Governance protocols allow for modern operational flexibility, permitting the board to conduct business via remote communication or unanimous written consent.
The corporation reserves the right to refuse stock registrations that violate the Securities Act of 1933 and recognizes only registered owners for voting and dividend purposes.
TinyBuild, Inc. centralizes corporate authority within the Board of Directors, granting them broad powers to fill vacancies, set compensation, and establish committees.

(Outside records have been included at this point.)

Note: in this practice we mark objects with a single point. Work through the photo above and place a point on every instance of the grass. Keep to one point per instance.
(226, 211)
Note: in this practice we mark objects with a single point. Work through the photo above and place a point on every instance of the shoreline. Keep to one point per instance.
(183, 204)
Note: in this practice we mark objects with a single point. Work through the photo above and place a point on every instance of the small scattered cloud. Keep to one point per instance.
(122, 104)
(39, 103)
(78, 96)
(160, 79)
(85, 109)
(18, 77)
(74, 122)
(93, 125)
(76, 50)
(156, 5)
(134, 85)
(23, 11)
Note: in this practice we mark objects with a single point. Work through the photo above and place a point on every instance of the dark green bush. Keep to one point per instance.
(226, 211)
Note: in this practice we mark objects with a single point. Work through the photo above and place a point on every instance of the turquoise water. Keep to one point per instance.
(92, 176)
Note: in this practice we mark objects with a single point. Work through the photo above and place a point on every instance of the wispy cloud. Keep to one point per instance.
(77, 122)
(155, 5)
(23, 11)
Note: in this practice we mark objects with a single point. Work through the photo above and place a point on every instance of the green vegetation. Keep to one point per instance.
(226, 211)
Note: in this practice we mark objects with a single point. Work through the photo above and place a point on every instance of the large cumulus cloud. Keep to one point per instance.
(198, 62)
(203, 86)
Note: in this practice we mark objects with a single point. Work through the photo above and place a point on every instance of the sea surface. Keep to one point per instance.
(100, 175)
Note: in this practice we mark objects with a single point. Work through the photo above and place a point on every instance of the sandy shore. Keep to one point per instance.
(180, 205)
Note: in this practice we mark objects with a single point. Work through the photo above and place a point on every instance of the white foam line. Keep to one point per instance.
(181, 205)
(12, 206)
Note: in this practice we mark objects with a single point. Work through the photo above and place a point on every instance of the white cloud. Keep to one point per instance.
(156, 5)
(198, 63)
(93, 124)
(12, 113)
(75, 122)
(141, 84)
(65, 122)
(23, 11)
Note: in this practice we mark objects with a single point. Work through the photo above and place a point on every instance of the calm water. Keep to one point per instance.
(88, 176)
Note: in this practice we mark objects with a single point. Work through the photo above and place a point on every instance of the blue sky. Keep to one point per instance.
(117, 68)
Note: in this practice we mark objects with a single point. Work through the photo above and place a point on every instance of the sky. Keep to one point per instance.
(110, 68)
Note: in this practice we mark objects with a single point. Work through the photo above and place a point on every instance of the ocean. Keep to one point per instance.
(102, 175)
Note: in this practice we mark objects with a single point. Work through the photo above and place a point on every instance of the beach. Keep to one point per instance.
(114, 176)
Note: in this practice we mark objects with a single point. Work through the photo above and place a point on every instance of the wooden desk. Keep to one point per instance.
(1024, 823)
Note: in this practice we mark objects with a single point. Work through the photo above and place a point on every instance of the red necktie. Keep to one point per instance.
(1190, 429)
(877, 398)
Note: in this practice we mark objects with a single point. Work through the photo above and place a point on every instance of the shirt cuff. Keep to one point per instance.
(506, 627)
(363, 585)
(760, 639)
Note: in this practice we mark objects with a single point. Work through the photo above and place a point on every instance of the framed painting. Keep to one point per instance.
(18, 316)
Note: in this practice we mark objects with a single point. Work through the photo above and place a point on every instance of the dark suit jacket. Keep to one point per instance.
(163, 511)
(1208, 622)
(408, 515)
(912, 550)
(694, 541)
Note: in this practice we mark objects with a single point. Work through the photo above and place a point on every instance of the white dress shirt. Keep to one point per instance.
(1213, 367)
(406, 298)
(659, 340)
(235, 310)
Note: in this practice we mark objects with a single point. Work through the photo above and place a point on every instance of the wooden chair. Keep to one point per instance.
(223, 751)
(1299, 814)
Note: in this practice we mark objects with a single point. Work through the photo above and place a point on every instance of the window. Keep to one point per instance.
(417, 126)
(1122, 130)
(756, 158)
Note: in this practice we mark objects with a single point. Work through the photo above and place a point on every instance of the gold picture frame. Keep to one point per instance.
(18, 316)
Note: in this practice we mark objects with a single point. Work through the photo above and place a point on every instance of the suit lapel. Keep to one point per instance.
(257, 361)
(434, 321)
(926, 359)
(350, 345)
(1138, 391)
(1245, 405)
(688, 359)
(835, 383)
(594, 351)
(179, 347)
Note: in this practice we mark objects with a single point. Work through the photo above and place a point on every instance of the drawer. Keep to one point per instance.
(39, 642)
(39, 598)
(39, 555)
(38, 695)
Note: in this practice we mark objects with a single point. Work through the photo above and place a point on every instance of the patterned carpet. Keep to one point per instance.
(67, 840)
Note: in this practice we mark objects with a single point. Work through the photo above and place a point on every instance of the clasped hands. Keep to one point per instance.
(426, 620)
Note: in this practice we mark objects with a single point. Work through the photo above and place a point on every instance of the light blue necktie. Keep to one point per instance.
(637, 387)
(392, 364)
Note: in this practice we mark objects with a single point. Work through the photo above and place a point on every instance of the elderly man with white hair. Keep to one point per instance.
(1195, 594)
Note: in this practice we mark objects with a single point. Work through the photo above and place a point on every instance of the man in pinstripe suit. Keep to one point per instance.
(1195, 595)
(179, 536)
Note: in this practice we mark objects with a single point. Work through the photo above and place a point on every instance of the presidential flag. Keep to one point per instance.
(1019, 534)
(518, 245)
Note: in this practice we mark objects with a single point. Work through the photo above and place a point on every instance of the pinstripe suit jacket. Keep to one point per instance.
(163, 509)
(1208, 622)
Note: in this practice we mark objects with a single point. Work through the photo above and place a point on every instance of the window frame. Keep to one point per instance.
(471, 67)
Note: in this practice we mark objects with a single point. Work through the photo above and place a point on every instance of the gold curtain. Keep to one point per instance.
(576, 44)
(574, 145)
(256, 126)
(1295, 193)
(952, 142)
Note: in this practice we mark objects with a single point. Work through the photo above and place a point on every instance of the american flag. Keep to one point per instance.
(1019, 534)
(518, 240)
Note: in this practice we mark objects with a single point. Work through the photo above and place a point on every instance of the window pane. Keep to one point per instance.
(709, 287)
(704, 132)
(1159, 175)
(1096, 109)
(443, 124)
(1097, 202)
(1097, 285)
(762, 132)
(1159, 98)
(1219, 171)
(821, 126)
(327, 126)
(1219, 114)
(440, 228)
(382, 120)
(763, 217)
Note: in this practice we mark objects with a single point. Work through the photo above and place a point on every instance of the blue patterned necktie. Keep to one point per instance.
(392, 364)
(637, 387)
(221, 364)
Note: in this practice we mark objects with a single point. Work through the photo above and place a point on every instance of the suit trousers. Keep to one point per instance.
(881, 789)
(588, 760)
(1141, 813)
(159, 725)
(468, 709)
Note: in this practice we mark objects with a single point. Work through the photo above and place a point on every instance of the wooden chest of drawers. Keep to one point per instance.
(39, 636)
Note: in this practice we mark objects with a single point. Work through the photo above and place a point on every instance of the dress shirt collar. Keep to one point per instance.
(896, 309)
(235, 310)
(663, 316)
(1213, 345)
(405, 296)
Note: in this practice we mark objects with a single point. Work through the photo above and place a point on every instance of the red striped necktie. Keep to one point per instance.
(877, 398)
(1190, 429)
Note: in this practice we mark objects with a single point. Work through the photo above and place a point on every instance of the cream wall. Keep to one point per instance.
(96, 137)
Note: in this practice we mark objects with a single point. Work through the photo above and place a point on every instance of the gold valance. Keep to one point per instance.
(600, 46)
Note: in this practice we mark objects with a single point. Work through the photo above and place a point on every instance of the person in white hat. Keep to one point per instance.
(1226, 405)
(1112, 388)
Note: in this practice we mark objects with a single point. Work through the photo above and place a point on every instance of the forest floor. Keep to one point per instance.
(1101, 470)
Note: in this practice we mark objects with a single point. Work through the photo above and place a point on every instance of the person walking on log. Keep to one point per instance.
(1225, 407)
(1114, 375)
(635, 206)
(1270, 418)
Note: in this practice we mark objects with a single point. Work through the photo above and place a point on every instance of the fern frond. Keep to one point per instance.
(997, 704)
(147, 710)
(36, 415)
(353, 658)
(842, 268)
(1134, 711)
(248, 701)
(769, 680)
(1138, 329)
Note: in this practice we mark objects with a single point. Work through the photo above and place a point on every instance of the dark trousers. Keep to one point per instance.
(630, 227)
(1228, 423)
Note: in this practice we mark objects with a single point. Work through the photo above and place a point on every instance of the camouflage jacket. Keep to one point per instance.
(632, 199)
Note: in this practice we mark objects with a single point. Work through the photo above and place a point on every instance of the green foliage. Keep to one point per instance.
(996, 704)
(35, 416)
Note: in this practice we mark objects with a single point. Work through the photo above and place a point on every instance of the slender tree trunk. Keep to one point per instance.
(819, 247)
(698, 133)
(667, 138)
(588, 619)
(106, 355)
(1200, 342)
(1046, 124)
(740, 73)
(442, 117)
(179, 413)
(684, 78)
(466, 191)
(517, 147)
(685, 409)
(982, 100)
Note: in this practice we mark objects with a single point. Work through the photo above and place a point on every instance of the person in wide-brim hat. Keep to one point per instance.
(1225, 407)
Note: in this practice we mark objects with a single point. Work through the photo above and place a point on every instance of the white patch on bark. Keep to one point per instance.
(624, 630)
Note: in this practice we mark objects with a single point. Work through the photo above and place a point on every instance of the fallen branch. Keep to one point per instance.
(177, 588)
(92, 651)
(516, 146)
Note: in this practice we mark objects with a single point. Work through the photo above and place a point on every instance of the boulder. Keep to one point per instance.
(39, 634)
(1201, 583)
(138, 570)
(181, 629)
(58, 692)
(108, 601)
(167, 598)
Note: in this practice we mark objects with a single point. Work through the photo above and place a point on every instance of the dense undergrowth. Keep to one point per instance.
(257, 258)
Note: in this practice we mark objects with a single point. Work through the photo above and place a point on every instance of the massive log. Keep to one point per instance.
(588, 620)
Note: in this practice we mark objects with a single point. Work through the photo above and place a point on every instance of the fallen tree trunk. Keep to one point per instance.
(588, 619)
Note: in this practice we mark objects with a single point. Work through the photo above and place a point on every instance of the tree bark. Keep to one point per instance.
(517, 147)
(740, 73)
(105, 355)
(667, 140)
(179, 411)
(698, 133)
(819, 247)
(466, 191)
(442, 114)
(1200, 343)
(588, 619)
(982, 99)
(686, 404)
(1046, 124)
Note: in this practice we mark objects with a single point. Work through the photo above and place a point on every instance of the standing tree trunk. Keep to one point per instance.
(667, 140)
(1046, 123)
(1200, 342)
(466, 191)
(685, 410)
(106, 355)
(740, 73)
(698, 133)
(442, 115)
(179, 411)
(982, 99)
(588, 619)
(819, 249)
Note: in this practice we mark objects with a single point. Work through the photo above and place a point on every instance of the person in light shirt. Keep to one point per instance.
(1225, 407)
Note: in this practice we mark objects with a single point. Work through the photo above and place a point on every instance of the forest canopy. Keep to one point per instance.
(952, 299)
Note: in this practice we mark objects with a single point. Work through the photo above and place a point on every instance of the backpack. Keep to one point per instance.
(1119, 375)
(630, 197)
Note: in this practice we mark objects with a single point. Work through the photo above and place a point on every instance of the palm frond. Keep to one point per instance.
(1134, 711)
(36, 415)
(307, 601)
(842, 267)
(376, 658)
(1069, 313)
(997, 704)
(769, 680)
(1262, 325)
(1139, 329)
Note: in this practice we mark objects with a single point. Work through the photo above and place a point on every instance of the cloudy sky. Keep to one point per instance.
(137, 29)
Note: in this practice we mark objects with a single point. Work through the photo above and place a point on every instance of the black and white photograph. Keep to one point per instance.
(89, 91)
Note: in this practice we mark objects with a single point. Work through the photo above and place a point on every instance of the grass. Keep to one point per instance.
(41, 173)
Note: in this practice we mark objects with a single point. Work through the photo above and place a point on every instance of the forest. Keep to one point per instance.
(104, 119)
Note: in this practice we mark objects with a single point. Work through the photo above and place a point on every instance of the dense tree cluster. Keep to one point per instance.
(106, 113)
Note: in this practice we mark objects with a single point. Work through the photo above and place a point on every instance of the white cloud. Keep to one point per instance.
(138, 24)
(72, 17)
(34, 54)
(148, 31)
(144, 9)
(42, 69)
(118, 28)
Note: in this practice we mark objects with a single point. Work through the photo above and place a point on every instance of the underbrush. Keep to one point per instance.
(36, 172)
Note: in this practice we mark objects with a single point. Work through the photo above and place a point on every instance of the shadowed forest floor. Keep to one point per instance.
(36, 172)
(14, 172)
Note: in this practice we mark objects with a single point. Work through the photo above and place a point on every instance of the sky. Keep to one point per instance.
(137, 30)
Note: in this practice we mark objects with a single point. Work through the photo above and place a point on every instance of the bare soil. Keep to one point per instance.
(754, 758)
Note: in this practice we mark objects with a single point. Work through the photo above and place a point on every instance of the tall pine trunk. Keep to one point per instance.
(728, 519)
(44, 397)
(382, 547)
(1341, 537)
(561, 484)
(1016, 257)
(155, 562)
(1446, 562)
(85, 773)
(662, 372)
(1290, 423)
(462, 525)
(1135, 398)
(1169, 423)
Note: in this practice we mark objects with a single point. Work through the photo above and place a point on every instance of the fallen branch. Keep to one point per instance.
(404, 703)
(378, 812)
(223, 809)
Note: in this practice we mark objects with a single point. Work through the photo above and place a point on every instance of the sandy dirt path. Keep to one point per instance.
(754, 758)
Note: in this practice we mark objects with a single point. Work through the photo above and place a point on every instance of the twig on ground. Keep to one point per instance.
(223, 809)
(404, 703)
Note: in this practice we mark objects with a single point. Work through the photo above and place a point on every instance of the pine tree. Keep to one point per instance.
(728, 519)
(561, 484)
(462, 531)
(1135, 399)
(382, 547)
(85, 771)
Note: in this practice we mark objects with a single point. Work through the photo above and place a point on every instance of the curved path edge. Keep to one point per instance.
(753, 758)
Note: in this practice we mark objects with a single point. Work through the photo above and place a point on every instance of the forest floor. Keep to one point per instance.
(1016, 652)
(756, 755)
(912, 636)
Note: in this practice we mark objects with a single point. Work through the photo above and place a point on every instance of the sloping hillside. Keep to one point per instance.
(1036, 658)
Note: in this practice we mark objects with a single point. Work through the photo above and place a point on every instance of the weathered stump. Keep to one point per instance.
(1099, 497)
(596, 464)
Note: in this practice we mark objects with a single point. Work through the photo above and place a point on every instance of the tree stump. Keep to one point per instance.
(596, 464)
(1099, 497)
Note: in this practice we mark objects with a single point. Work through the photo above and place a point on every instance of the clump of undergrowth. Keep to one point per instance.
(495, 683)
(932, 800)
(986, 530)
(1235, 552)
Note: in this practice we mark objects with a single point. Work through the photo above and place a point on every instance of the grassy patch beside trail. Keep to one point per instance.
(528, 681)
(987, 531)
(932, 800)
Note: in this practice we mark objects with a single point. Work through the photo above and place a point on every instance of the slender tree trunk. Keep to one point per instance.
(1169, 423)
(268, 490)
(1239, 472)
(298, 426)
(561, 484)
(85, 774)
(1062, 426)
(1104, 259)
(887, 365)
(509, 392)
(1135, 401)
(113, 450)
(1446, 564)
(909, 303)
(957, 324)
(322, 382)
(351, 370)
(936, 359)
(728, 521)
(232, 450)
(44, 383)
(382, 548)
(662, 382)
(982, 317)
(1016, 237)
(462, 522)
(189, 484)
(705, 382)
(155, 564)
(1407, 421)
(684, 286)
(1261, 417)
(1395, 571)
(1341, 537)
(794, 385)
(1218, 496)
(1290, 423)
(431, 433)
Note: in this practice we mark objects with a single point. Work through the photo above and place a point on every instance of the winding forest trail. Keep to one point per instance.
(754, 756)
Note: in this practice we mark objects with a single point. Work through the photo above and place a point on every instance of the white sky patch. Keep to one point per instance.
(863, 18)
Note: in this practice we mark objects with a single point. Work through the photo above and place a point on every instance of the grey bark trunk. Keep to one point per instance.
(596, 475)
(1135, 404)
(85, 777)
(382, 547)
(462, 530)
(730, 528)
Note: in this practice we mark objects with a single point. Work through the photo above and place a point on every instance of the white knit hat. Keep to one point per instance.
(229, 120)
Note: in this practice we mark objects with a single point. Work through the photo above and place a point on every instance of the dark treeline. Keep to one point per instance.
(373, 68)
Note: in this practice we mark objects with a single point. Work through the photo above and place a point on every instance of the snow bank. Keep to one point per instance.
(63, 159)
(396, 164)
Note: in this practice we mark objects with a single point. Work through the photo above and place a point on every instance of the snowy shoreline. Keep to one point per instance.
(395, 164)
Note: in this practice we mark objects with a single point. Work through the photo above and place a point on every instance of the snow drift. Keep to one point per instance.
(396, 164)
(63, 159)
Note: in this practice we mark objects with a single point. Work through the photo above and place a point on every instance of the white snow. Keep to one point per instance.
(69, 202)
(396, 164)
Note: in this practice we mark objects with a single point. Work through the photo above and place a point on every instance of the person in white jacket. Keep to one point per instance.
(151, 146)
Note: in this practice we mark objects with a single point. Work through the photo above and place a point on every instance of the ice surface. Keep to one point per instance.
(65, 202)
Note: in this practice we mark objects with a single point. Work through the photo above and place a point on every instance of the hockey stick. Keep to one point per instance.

Stockholders are prohibited from taking action by written consent and must adhere to strict notice periods of 75 to 105 days for director nominations or business proposals.
The Delaware Court of Chancery is designated as the exclusive forum for internal corporate litigation, while federal courts are mandated for Securities Act claims.
A quorum for stockholder meetings generally requires a majority of issued shares, though this threshold can be reduced to one-third under specific board-approved conditions.
The bylaws mandate the indemnification of directors and officers for legal expenses, provided actions were taken in good faith, excluding cases of intentional misconduct or breaches of loyalty.
Governance protocols allow for modern operational flexibility, permitting the board to conduct business via remote communication or unanimous written consent.
The corporation reserves the right to refuse stock registrations that violate the Securities Act of 1933 and recognizes only registered owners for voting and dividend purposes.